AI Systems Compete to Optimize Code: Grok and Claude Achieve 8x Performance Improvements Through Assembly Rewriting
Key Takeaways
- ▸Both Claude and Grok successfully optimized code through iterative prompting, with neither AI dominating across all rounds
- ▸SIMD vectorization using NEON instructions proved critical to achieving 8x performance improvements over baseline C++ implementations
- ▸The optimizations translated effectively to C with SIMD intrinsics, indicating the AIs discovered genuine algorithmic improvements, not assembly-specific tricks
Summary
In a performance optimization challenge, researcher Daniel Lemire tasked two AI systems—Anthropic's Claude and xAI's Grok—with rewriting a simple C++ string character-counting function into optimized ARM64 assembly code. Through iterative prompting and refinement, both models progressively improved their solutions, moving from basic byte-by-byte comparisons to sophisticated SIMD-optimized implementations using NEON instructions, ultimately achieving an 8-fold reduction in instruction count and execution time.
The competition saw Claude and Grok alternate producing increasingly efficient versions, with the most advanced iterations leveraging 64-byte chunks and multiple accumulators for parallel processing. Remarkably, when the optimal assembly implementations were translated back into C using SIMD intrinsics, the performance gains persisted—demonstrating that the AI systems discovered genuine algorithmic optimizations rather than relying on assembly-specific tricks. Lemire's findings suggest that modern AI can effectively identify low-level optimization opportunities that rival or exceed traditional compiler outputs.

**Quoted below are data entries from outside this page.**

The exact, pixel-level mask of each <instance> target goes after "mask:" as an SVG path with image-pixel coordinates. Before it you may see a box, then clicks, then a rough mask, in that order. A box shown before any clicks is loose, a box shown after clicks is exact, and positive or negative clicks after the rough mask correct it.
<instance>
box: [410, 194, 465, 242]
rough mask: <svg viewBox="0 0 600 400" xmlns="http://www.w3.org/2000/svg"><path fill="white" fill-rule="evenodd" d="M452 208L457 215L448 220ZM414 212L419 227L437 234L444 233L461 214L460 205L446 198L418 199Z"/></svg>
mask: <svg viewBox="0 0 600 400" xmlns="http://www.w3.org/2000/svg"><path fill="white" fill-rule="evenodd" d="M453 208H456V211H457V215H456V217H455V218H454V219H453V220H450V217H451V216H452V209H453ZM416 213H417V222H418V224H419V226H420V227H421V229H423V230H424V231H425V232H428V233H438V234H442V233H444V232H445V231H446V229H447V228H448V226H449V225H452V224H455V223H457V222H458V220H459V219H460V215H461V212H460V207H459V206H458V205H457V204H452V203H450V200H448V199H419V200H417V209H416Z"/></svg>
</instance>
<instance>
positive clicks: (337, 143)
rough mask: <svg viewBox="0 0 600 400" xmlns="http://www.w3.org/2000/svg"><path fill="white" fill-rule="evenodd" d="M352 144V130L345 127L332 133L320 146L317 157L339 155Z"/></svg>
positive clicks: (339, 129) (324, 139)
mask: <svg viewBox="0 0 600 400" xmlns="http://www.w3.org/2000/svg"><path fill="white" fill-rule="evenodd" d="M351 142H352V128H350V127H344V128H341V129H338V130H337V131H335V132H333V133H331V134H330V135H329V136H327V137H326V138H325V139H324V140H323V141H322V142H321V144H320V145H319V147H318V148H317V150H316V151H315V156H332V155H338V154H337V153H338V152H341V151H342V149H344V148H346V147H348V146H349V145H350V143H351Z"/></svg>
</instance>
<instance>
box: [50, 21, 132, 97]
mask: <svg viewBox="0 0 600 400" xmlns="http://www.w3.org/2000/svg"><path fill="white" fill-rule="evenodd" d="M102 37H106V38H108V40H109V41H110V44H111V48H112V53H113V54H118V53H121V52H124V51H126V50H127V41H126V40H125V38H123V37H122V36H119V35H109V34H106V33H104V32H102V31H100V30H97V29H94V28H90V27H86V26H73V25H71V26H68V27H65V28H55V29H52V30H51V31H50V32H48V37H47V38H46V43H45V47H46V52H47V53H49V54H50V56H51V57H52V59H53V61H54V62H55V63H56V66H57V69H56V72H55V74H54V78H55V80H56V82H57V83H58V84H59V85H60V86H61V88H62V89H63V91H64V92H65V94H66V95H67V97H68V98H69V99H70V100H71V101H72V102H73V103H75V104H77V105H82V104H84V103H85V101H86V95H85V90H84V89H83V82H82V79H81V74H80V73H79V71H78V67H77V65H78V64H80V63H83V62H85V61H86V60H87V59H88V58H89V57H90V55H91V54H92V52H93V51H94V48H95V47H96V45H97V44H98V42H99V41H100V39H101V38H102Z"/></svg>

- AI-assisted code optimization may offer a path to surpass traditional compiler capabilities, at least for specific benchmarks
Editorial Opinion
This exercise reveals both the promise and limitations of current AI systems in systems programming. While Claude and Grok impressively identified SIMD optimization opportunities that outperformed standard C++ compilers, the need for iterative human-guided prompting and the reliance on CPU-specific knowledge suggests AI is still a tool augmenting—not replacing—expert performance optimization. The open question of whether AIs can discover optimizations impossible in higher-level languages remains tantalizing but unanswered.